NEW YORK -- Want to build your own telecommunications company? There's never been a better time.
As bankruptcies, excessive debt, failed business models and conflicting visions for the future compound the industry's malaise, healthier players and eager upstarts are picking through the post-apocalyptic landscape for assets at ridiculous bargains.
Just about anything can be had in the telecom yard sale: long-distance minutes, office furniture, undersea cables, use of whiz-bang fiber-optic networks -- even entire networks and their customers.
Though it's not clear how much longer the discounts can last, the shrewdest wheelers and dealers could emerge as big winners when the industry finally recovers from a disaster that has wiped out $2 trillion in investor wealth.

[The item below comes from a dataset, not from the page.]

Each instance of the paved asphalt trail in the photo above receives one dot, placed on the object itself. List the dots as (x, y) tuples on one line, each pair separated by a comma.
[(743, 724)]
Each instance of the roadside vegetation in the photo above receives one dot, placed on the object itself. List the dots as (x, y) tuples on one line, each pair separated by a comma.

"This is a very, very large, one-time event that we think is going to forever change the shape of the industry," said Mike Scheele, managing director of Telecom Asset Management, a recently launched San Francisco-based firm that connects sellers to the relatively few buyers.
'We grabbed it'
In a few cases, entire businesses are being created on the leavings of failed or sickly giants.
One example is OneSuite Corp., a privately held Los Angeles company that recently began offering long-distance calls for as low as 2.5 cents a minute, with no monthly fees.
Last year, OneSuite began buying long-distance minutes on the wholesale market from large providers such as AT&T and Sprint, which try to maximize the value of their networks by selling time they don't expect will get used.
OneSuite has since expanded its service and assembled a low-cost phone network of its own -- not by digging up streets but by buying excess capacity on networks already built at enormous expense by companies such as Broadwing, Qwest Communications and XO Communications, said Anderson Lin, OneSuite's vice president of marketing.
"In some ways we're subsidized, because these companies are operating at a loss, so they're selling things at a great value," Lin said. "There's a fire sale going on, and we grabbed it."
Telecom's descent into the bargain basement is part of a cycle that also played out a century ago with railroads.
Infused with capital from eager investors, telecom companies spent billions upgrading networks. When the bubble burst, network owners like Global Crossing found themselves with miles of cables that weren't used enough to justify their cost.
Consequently, for just $250 million, two Asian companies last month bought 61 percent of Global Crossing, which claimed $22 billion in assets when it filed for bankruptcy in January.